PROPORTION DES DÉPENSES ADMISSIBLES EN CE QUI CONCERNE L'AUTOMOBILE
[27] Dans son opposition du 10 août 2009, le contribuable, ou plutôt son représentant, constatant qu'aucune dépense et amortissement ne sont accordés pour l'automobile, réclame une révision de la position du Sous-ministre.
[28] Au moment du procès, la demanderesse réajuste sa position et demande que 100 % des dépenses de l'automobile soient admissibles.
[29] Il faut cependant reconnaître que dans le mémoire sur opposition D-8, il est fait état d'une conversation entre le représentant du contribuable et le représentant du Sous-ministre où le premier fait valoir auprès du second que 100 % des dépenses du véhicule automobile serait raisonnable et devrait être utilisé.
[30] La position du Sous-ministre est fondée sur l'assertion qu'un kilométrage annuel de 8 000 kilomètres est attribuable à des fins d'affaires. En fonction du kilométrage parcouru par la demanderesse pour chacune de ces années, on en arrive à un pourcentage de 24, 28 et 26 % pour les années 2004, 2005 et 2006.
[31] C'est avec un certain à-propos que le rédacteur du mémoire sur l'opposition fait remarquer que la demanderesse n'a aucun employé, qu'elle doit être présente à la garderie alors qu'elle prétend parcourir 25 000 kilomètres pendant l'année pour des fins d'affaires.

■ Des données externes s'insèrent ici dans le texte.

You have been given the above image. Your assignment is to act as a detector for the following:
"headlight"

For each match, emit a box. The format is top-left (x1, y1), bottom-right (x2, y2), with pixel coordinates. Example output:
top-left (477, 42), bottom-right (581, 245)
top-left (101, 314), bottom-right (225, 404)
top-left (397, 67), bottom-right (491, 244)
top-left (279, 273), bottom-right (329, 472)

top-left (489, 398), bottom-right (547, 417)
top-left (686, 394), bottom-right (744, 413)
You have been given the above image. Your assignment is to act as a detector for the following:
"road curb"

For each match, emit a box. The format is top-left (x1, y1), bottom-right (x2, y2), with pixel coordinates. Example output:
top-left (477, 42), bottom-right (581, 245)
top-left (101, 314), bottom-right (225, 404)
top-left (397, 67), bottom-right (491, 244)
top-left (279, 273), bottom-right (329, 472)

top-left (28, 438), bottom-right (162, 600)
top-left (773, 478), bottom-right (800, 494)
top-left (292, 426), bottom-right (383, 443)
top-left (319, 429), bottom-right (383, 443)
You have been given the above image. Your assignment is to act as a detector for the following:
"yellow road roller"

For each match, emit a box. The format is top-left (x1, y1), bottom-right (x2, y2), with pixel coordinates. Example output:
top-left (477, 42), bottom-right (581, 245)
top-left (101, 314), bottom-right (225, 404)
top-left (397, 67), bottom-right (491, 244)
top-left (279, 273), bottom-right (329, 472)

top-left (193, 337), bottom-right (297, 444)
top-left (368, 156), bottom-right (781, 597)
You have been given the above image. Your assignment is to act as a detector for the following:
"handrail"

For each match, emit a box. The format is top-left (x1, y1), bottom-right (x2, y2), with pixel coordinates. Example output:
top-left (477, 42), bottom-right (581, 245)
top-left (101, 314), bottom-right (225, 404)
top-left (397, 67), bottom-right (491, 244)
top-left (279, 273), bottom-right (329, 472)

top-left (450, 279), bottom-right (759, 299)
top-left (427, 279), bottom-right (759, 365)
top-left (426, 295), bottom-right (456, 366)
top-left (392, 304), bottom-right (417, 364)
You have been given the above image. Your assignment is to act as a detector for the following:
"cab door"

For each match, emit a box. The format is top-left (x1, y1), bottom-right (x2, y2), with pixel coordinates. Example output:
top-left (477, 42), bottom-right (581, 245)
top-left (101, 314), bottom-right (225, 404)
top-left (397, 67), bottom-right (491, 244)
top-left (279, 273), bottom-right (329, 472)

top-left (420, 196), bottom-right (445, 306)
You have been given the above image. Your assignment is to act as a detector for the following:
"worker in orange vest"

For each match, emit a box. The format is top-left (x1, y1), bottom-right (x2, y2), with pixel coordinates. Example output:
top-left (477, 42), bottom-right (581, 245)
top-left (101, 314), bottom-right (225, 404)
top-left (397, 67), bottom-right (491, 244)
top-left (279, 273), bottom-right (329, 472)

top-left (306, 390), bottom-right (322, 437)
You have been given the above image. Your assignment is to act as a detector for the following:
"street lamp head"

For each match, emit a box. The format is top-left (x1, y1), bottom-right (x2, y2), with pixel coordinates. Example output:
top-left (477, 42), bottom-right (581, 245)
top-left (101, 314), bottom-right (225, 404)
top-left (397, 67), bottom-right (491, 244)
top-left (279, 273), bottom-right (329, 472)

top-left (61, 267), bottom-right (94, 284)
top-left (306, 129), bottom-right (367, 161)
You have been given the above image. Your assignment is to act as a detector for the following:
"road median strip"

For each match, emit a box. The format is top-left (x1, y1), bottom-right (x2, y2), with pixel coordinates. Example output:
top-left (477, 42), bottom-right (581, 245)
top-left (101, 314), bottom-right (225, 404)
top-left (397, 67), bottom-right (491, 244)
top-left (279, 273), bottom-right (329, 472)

[32] La demanderesse a le fardeau de démontrer que la cotisation du Sous-ministre est inappropriée: ce fardeau n'a pas été assumé. D'abord, la position soutenue n'est pas compatible avec la description des opérations de l'entreprise de la demanderesse.
[33] Finalement, le Sous-ministre note qu'aucun registre ni aucune documentation ne sont faits pour prouver les différents déplacements de l'opposante.
[34] Cet argument de la demanderesse sera également rejeté.
[35] En conclusion, pour les motifs ci-dessus énoncés, la requête introductive d'instance de la demanderesse est rejetée.
POUR CES MOTIFS, LE TRIBUNAL:
REJETTE l'action de la demanderesse;
CONFIRME les avis de cotisation du 4 octobre 2010;
LE TOUT avec dépens.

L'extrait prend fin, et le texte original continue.